Lee-W commented on code in PR #67523:
URL: https://github.com/apache/airflow/pull/67523#discussion_r3402167068


##########
airflow-core/docs/authoring-and-scheduling/event-scheduling.rst:
##########
@@ -150,24 +150,196 @@ In other words, the savings is at the poll-loop and 
upstream-I/O layer, not at t
 Suitable upstreams
 ^^^^^^^^^^^^^^^^^^
 
-The shared-stream channel is **one-way** today: events flow from
-``open_shared_stream`` out to each subscriber's ``filter_shared_stream``,
-and there is no way for a subscriber to tell the producer "I accepted /
-dropped / committed this event". That restricts the pattern to upstreams
-whose consumption does **not** depend on a side effect on a handle that
-only the producer holds. Good fits:
+Good fits for the shared-stream pattern:
 
 * Idempotent / read-only reads — directory scans, polling REST APIs.

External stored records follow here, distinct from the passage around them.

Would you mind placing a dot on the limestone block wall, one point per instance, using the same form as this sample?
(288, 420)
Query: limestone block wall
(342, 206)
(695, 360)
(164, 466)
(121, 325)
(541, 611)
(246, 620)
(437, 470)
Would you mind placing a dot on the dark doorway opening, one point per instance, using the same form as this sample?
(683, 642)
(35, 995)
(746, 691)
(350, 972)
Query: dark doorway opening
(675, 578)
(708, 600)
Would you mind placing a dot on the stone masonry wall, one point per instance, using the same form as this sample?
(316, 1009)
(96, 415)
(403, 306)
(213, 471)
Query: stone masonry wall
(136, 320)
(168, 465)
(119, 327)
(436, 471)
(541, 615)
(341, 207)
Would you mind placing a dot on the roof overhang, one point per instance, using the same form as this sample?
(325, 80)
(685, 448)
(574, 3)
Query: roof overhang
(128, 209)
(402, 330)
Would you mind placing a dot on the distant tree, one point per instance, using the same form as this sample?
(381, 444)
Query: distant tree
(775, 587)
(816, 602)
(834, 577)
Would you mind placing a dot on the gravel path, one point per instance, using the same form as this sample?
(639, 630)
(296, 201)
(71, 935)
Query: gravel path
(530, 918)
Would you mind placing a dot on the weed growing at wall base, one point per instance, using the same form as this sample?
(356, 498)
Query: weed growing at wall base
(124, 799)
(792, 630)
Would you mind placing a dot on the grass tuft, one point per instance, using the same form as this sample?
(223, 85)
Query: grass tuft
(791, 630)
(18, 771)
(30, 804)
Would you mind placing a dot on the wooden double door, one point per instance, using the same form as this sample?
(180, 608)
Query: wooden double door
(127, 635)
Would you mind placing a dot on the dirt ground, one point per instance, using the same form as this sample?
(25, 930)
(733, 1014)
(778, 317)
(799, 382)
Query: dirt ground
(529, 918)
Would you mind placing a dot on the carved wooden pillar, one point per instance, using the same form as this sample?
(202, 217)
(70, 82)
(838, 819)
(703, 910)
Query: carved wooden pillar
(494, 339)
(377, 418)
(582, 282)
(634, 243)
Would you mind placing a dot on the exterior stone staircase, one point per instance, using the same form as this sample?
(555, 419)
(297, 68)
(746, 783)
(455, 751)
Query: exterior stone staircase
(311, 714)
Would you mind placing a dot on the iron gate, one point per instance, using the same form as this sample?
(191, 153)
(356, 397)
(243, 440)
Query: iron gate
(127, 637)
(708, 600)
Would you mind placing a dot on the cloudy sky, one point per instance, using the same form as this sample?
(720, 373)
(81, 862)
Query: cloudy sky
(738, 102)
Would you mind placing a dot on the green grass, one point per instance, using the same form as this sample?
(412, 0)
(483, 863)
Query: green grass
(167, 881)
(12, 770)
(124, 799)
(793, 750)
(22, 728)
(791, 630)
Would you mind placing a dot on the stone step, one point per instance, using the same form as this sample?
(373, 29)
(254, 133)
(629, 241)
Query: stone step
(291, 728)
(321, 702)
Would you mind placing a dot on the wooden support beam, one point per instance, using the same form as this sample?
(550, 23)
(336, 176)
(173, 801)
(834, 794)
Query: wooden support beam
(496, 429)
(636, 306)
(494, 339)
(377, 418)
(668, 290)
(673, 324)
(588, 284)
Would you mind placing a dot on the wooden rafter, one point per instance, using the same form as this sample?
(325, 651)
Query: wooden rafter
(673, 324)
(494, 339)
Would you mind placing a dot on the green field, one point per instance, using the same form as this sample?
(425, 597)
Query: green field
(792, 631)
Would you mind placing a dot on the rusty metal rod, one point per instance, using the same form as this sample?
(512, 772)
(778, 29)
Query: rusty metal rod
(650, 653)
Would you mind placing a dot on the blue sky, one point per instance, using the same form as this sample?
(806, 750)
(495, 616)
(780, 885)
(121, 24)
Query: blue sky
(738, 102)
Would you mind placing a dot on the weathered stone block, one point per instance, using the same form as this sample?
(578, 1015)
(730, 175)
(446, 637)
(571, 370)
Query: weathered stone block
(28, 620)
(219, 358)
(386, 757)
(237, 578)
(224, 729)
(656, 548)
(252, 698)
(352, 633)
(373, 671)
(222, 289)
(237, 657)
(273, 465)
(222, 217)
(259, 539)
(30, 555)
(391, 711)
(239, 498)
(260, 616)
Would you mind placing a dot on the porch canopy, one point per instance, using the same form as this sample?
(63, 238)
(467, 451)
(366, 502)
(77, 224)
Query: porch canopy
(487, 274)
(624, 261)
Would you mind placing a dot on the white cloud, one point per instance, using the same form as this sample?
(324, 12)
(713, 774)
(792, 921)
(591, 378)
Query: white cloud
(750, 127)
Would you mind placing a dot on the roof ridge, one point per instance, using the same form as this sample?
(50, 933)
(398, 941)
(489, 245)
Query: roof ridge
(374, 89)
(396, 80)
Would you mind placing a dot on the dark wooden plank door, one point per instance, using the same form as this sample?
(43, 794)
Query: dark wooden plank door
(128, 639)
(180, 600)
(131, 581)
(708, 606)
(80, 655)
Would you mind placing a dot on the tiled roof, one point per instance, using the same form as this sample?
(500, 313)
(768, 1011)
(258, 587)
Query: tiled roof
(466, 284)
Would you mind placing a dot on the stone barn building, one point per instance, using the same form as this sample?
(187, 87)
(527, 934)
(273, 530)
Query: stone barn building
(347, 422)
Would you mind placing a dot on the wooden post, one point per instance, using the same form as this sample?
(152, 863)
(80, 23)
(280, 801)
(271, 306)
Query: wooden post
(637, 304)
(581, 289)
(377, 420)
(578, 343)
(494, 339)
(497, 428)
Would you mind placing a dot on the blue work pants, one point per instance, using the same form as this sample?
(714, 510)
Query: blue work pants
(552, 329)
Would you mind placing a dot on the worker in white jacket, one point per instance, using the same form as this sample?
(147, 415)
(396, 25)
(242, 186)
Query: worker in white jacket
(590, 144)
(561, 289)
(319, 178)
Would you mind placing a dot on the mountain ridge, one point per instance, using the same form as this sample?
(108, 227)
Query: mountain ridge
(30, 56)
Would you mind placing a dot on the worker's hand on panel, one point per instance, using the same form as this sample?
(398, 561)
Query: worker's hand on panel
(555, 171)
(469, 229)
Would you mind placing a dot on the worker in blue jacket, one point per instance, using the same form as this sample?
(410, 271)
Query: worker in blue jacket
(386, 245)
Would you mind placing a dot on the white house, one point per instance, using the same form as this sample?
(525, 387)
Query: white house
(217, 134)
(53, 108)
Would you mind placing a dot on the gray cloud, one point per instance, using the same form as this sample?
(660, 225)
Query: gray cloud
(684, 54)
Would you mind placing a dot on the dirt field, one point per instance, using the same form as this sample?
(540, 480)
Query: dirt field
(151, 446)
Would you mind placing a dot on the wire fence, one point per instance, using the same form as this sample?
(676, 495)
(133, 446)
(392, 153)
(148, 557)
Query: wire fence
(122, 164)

 * Subscriber-side-effect cleanup, where the trigger's per-event action
   (``unlink``, local marking, …) goes through APIs the subscriber owns
   independently of the shared producer handle.
+* Message-broker upstreams (Kafka, SQS, Pub/Sub, Azure Service Bus) where
+  the producer must commit/delete/ack after all subscribers have processed
+  the message — use the ack channel described below.
+
+Producer-side ack channel
+^^^^^^^^^^^^^^^^^^^^^^^^^
+
+For upstreams where the producer must advance (commit, delete, or ack) only
+after all subscribers have processed an event, override
+:meth:`~airflow.triggers.base.BaseEventTrigger.create_shared_stream_producer`
+to return a :class:`~airflow.triggers.shared_stream.SharedStreamProducer`.
+When this factory is overridden, the manager enters **ack mode**:
+
+1. The manager calls ``create_shared_stream_producer(kwargs)`` once per
+   shared-stream group. The returned producer owns the broker connection for
+   the lifetime of one poll; open the connection lazily inside
+   ``open_stream``, not in the factory.
+2. The producer's ``open_stream`` yields ``(event, broker_payload)`` tuples,
+   where ``broker_payload`` is whatever the producer needs later (e.g. an
+   SQS receipt handle, a Kafka offset, a Pub/Sub ack ID).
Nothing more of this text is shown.